Il nous décrit le quotidien des Juifs dans cette commune de la région parisienne.
Le P’tit Hebdo: Depuis 30 ans, comment a évolué le quotidien des Juifs de Créteil?
Michel Sasportas: La communauté juive a, elle-même, évolué ces 30 dernières années. Elle s’est diversifiée, le nombre de synagogues (17 aujourd’hui), de restaurants, d’écoles, de commerces a aussi augmenté.
La communauté juive de Créteil est une communauté plutôt modeste et nombre de ceux qui en avaient les moyens ont fait leur alya.
Parallèlement, la population générale de Créteil s’est aussi diversifiée et on compte une population musulmane de plus en plus importante.
Dans l’ensemble, les relations sont plutôt bonnes entre les communautés, même si quelques actes antisémites sont à déplorer. Nous vivons dans les mêmes quartiers, dans les mêmes immeubles.
Lph: Ressent-on plus de tensions ces dernières années?
M.S.: Une tension existe, il faut le reconnaitre. Mais on peut se promener sans problème en kipa et tsitsit à Créteil. Depuis 7 ans, j’organise chaque année, Lag Baomer, dans un parc au cœur de Créteil. La municipalité nous aide sur le plan logistique. Ces rendez-vous se déroulent sans incident. Prochainement, un salon de thé cacher va ouvrir Place de la Mairie. Nous avons reçu dans la Soucca de la synagogue, les représentants de toutes les religions.

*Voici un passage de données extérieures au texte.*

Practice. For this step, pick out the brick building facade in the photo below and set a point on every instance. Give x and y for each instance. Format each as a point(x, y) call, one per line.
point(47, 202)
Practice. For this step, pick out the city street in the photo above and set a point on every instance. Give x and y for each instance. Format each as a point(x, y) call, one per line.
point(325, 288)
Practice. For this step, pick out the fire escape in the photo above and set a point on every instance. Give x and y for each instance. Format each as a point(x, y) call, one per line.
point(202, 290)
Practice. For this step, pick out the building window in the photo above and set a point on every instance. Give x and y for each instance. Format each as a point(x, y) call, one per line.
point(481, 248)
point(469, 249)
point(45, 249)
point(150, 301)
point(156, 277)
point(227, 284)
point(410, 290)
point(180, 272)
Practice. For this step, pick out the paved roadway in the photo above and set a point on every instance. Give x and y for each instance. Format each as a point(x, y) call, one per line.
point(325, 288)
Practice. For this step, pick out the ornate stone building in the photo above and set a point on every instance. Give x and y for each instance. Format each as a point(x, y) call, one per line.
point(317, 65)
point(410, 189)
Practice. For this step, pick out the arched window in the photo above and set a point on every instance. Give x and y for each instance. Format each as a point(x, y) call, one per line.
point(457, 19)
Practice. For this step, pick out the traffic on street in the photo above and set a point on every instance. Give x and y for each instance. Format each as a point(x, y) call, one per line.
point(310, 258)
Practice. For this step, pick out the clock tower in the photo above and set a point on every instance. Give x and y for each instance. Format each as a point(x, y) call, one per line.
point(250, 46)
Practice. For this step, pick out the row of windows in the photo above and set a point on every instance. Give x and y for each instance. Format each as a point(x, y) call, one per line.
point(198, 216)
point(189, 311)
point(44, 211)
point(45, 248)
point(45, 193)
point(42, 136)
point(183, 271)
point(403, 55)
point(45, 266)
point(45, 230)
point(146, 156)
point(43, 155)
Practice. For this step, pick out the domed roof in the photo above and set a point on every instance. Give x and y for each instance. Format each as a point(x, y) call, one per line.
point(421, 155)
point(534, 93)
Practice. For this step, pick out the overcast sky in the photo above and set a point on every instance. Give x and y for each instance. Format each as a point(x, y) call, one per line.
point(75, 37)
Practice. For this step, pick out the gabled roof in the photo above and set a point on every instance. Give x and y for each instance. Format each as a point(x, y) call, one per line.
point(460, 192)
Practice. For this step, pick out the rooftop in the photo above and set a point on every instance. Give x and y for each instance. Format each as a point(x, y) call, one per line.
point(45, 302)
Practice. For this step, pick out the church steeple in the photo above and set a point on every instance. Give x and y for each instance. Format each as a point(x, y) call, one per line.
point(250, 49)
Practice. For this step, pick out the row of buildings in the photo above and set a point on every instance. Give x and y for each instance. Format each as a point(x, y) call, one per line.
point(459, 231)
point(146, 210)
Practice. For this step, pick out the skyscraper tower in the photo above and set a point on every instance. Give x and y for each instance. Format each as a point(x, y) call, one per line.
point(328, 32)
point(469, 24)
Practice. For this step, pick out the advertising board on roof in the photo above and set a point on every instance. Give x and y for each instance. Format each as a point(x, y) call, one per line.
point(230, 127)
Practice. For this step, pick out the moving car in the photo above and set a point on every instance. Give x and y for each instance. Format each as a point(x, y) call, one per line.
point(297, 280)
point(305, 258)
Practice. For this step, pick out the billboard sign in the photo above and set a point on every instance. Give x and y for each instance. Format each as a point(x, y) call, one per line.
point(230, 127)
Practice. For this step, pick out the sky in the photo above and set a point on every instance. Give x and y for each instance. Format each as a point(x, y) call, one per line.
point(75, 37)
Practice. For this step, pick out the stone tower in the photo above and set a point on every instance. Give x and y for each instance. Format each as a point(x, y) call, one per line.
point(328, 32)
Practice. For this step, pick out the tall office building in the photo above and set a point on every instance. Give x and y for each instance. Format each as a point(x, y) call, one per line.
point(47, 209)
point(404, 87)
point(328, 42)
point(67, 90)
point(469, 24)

Nous existons et nous n’allons pas nous cacher. En tout cas, à Créteil, on peut vivre ouvertement comme Juif, sans que cela ne pose problème.
Lph: Pour vous, même si les actes antisémites augmentent en France de manière globale, les Juifs n’ont aucune raison de modifier leur quotidien?
M.S.: Si nous nous cachons, nous ne ferons qu’augmenter la méfiance envers nous. Nous devons montrer que nous sommes là, au contraire, que nous méritons d’être respectés pour ce que nous sommes.
De ce point de vue, je pense que ce qu’il manque aux Juifs de France aujourd’hui, c’est d’être plus présents sur le terrain public et politique. Ils ne s’engagent pas assez. Pour ma part, je suis en politique depuis 16 ans parce que j’ai compris que nous ne pouvons pas compter indéfiniment sur ceux qui se définissent comme nos amis. Nous devons nous défendre nous-mêmes. L’histoire nous a montré que les changements peuvent être subis et préoccupants. Nous devons occuper le terrain, ne pas être passifs.
Lph: Parmi vos engagements on compte celui de faire venir des délégations en Israël. La prochaine aura lieu dans la semaine du 20 novembre. Pouvez-vous nous en dire plus?
M.S.: Malheureusement, en France, on nous montre des images figées d’Israël, pays en guerre. Les médias déforment beaucoup la réalité. De loin, on se fait des idées décalées avec la réalité. Un peu comme les Israéliens pensent que les Juifs en France ne peuvent plus se promener librement dans les rues. Il n’y a rien de mieux que de venir sur le terrain pour se faire sa propre idée.
L’idée de ces délégations est de faire découvrir le côté civil, start up nation, d’Israël. Dans quelques jours, nous partirons avec 80 chefs d’entreprise lyonnais, pour un séjour organisé par la Chambre de commerce France-Israël, la Région Auvergne-Rhône-Alpes, en partenariat avec “Les Coups de cœur de l’Eco”.
Cela rejoint ce que j’évoquais, en étant actifs, en créant des liens, en favorisant la connaissance et le respect mutuels, nous assurons un meilleur avenir pour les Juifs de France.